Helpful Article. OSA is one more area where Apple's documentation is woefully lacking by now. For using JavaScript instead of AppleScript I don't find any docs at apple.com but on GitHub: https://github.com/JXA-Cookbook/JXA-Cookbook/wiki#table-of-c....
I use AppleScript nearly every day, mostly to grab little bits of info from one app & tell another app to do something with it. For example, I have one that grabs the URL & page title of the foremost Chrome tab, switches to Terminal, and starts a youtube-dl process with the Chrome URL. It's just a little shortcut to download whatever I'm currently watching.
It's wonderful because it's so much simpler than building a real integration or application, but it's also terrible because of (A) how tedious it is to actually write AppleScript and (B) how flaky/racy UI automation can be unless you're using great tools.
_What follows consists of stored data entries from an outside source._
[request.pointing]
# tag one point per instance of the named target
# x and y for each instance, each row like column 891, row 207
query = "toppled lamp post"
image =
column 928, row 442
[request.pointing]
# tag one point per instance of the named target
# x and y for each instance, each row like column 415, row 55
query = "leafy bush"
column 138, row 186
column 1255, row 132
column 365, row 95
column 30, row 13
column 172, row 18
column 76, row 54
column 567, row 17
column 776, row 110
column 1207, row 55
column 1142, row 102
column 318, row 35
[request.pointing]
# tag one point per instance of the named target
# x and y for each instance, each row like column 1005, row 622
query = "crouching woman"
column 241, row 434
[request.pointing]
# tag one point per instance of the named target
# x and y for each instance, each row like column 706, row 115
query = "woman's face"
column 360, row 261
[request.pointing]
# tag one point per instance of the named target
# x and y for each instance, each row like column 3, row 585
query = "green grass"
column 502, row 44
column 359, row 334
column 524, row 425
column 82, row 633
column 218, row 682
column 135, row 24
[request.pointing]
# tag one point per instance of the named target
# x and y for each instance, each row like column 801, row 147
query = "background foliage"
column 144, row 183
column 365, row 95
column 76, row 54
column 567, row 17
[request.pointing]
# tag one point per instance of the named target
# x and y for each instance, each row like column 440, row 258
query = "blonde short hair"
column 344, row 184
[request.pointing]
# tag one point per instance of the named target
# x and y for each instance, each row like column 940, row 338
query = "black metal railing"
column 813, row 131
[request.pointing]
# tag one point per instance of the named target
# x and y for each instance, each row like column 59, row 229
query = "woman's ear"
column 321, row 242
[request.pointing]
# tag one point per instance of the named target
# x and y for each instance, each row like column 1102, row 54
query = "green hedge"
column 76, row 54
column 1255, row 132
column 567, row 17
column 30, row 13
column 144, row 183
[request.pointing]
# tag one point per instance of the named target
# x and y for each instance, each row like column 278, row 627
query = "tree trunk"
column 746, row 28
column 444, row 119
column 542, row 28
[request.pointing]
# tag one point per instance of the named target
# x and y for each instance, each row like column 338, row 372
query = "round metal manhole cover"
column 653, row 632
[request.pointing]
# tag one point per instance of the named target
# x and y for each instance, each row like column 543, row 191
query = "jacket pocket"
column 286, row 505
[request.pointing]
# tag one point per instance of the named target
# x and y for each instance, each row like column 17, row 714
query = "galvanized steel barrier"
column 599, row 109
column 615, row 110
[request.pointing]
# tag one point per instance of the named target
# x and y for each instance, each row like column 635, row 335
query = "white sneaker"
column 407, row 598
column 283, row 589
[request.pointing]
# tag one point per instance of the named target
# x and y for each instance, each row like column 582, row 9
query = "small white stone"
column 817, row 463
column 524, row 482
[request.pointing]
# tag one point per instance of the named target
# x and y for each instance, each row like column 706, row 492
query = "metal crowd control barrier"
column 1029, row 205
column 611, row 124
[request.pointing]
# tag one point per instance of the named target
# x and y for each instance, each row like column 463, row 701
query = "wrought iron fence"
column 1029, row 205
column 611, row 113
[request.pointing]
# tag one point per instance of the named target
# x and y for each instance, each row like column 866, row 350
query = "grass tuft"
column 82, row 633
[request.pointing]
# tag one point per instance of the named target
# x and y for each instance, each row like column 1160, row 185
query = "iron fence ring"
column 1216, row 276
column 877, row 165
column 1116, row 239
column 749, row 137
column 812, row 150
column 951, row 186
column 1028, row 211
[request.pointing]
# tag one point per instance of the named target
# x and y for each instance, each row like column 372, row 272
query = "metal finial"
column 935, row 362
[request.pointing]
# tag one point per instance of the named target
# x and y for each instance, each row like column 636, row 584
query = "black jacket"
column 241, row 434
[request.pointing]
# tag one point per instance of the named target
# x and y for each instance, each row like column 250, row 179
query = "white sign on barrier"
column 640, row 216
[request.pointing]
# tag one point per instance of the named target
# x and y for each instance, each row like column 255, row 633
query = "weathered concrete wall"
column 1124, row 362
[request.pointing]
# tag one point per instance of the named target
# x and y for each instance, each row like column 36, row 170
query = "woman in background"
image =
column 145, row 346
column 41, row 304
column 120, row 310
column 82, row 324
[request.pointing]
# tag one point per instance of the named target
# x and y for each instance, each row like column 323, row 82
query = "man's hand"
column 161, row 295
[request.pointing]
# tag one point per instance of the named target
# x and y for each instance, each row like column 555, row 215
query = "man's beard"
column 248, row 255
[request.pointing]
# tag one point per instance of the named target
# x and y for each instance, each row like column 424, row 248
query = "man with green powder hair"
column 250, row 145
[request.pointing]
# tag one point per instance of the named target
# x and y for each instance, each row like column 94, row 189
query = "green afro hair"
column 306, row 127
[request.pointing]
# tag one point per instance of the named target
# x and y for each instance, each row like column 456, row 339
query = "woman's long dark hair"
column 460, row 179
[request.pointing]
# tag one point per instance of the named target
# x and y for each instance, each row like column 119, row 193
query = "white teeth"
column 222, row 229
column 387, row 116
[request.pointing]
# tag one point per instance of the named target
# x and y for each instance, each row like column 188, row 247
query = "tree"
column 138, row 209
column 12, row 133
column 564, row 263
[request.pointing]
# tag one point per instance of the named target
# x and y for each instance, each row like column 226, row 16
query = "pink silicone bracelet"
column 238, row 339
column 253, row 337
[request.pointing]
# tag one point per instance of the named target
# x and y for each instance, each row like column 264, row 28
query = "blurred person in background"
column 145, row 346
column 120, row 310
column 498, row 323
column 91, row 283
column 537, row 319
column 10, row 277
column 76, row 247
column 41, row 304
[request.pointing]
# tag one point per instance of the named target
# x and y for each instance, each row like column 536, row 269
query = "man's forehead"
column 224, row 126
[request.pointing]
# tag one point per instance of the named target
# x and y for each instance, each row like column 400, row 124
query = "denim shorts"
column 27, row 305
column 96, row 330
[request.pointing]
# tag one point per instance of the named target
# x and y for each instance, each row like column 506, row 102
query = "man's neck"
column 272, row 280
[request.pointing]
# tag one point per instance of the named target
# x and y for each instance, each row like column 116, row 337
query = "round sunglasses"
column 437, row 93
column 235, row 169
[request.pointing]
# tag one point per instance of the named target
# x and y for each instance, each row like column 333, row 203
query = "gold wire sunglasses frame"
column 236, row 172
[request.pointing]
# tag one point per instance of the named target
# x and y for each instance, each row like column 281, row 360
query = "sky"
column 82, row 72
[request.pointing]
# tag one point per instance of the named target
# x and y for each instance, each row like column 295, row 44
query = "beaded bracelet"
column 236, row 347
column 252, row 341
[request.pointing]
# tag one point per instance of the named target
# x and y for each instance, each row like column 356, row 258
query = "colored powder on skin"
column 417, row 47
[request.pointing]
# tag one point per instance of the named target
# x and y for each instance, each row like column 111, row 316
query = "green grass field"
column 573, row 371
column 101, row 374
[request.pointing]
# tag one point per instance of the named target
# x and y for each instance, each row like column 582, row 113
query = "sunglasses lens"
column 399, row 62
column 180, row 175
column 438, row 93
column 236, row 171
AppleScript is a terrible yet reasonably well documented language. At the other end of the spectrum is JavaScript for automation (JXA), which exposes all the same APIs AppleScript does (modulo the spelling of function names), is a much more sane language, and is barely documented. I find that AppleScript is like bash and JXA is like python in terms of how complicated a script can be before you swift from the former to the latter.
Used AppleScript as recently as 2018 - for a small commercial project even. It works great and I don't think anything else comes close, aside from proper programming/scripting which isn't a fair comparison for the typical AppleScript use-cases.
Can you talk a bit more about this? The only experience I have with AppleScripts, is attaching it to a folder so that any PDFs that were dropped in it were OCRed using Azure, and then converted to a blog post
Yeah my thought too, that's a pretty cool use of AppleScript. Working with PDF's one generally wants to do from your own machine anyway, so it's ideal. You could even send documents or photos through to Azure's facial recognition API and order based on people/faces. Just an idea.
Only AppleScript has worse semantics than bash. It’s like working with a language that was designed by someone who read about other programming languages but never actually used one. I’m glad it’s there but I wish Apple would modernize it and give it some TLC. It’s obviously their last priority.
This is very helpful. I’ve needed to search AppleScript-related questions occasionally and I’m usually disappointed. Nice to have more resources like this!